17th Speaker of the Uttar Pradesh Legislative Assembly
- In office 30 March 2017 – 28 March 2022
- Governor: Ram Naik Anandiben Patel
- Preceded by: Mata Prasad Pandey
- Succeeded by: Satish Mahana

Member of Uttar Pradesh Legislative Assembly
- In office 1985–1996
- Constituency: Purwa
- In office 11 March 2017 – 10 March 2022
- Constituency: Bhagwantnagar

Member of Uttar Pradesh Legislative Council
- In office 7 July 2010 – 6 July 2016
- Constituency: Elected by the MLAs

Minister of Legislative Affairs & Panchayati Raj of Uttar Pradesh
- In office 26 June 1995 – 18 October 1995
- Chief Minister: Kumari Mayawati

Personal details
- Born: 25 December 1946 (age 79)^{[citation needed]} Unnao, United Provinces, British India^{[citation needed]}
- Party: Bharatiya Janata Party
- Spouse: Madhuri Dixit
- Children: 5
- Education: M.A (Economics), Kanpur University
- Occupation: Politician
- Awards: Padma Shri (2025); Ganesh Shanker Vidhyarthi Award; Bhanu Pratap Shukla Journalism Award; Deendayal and Upadhyay Award; Rastriya Sahitya Sarjak Award; Baburao Paradkar Vishnu Patrakarita Shikhar Samman; Rangbharti and Dr. Hadgewar Pragya Samman (2019);
- Nickname: Pandit Ji

= Hriday Narayan Dikshit =

Indian politician (born 1946)

Hriday Narayan Dikshit (born 25 December 1946) is an Indian politician and a former speaker of the Uttar Pradesh Legislative Assembly. He was a member of the Ninth, Tenth, Eleventh, Twelfth and Seventeenth Vidhan Sabha, currently representing Bhagwantnagar (Assembly constituency) of Unnao district.

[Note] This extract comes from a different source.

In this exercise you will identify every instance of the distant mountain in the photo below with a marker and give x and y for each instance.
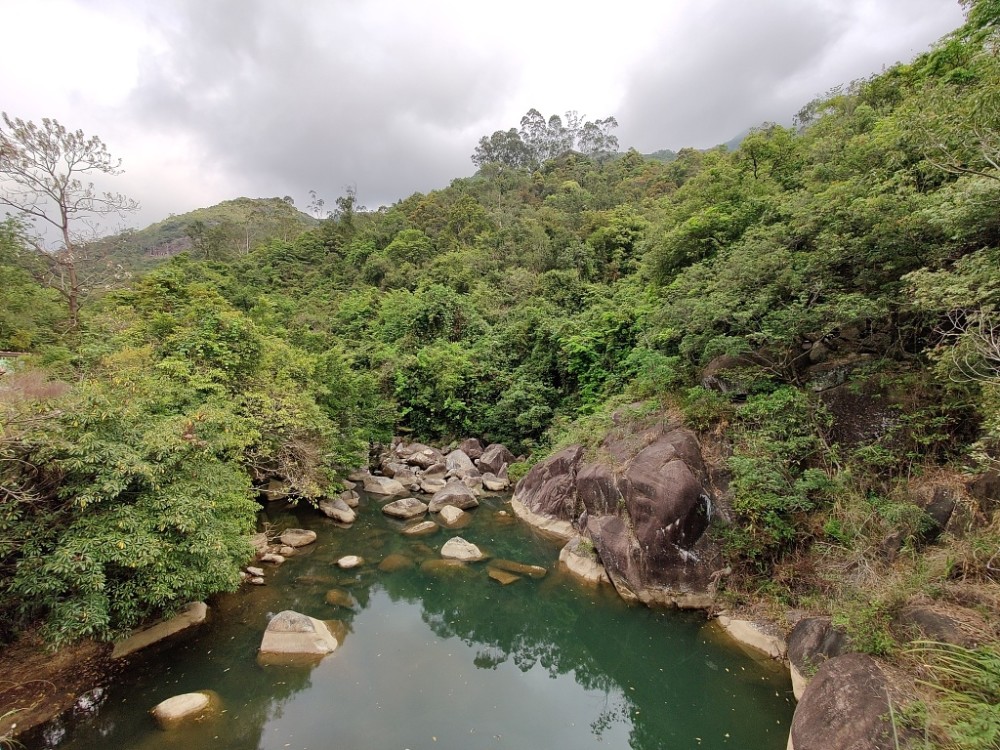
(664, 155)
(229, 228)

Hriday Narayan Dikshit received Padma Shri for literature and education in 2025.

==Career==

Hriday Narayan Dixit became an MLA from Bhagwantnagar in Unnao district, defeating BSP's Shashank Shekhar Singh by 53,366 votes.

Dixit is from Louva village of Purva tehsil in Unnao. He first became an MLA in 1985 after contesting as an Independent. In 1989, he became an MLA on a Janata Dal ticket. He later left the Janata Dal for the Samajwadi Party and in 1993, he was elected MLA for the third time. In 1995, during the SP-BSP coalition government, he was the Minister of Parliamentary Affairs and the Minister of Panchayati Raj. From 2010 to 2016, he was a BJP Legislative Council member and party leader. Dixit won the Bhagwantnagar seat on a BJP ticket, becoming an MLA for the fourth time.

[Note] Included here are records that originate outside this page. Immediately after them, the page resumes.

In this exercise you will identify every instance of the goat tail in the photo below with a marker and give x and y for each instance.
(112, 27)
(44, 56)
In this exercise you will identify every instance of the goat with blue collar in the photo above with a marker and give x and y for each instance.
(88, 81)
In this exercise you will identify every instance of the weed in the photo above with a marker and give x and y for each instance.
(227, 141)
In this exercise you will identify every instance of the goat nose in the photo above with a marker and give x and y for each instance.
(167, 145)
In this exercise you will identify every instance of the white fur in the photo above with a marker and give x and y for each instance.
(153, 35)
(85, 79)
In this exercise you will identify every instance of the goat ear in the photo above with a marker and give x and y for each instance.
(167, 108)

During The Emergency in India, which was imposed in the country from 26 June 1975 to 21 March 1977, Dixit was also imprisoned for 19 months.

Dixit is also a writer. His articles have been published in newspapers like The Hindu and Navbharat Times.

== Other works ==
Dixit also works as a journalist. He is an author and has written several books. His chief literary works are Madhu Abhilasha, Deen Dayal Upadhyay: Drashta, Drishti aur Darshan and Hind Swaraj ka Punarpaath.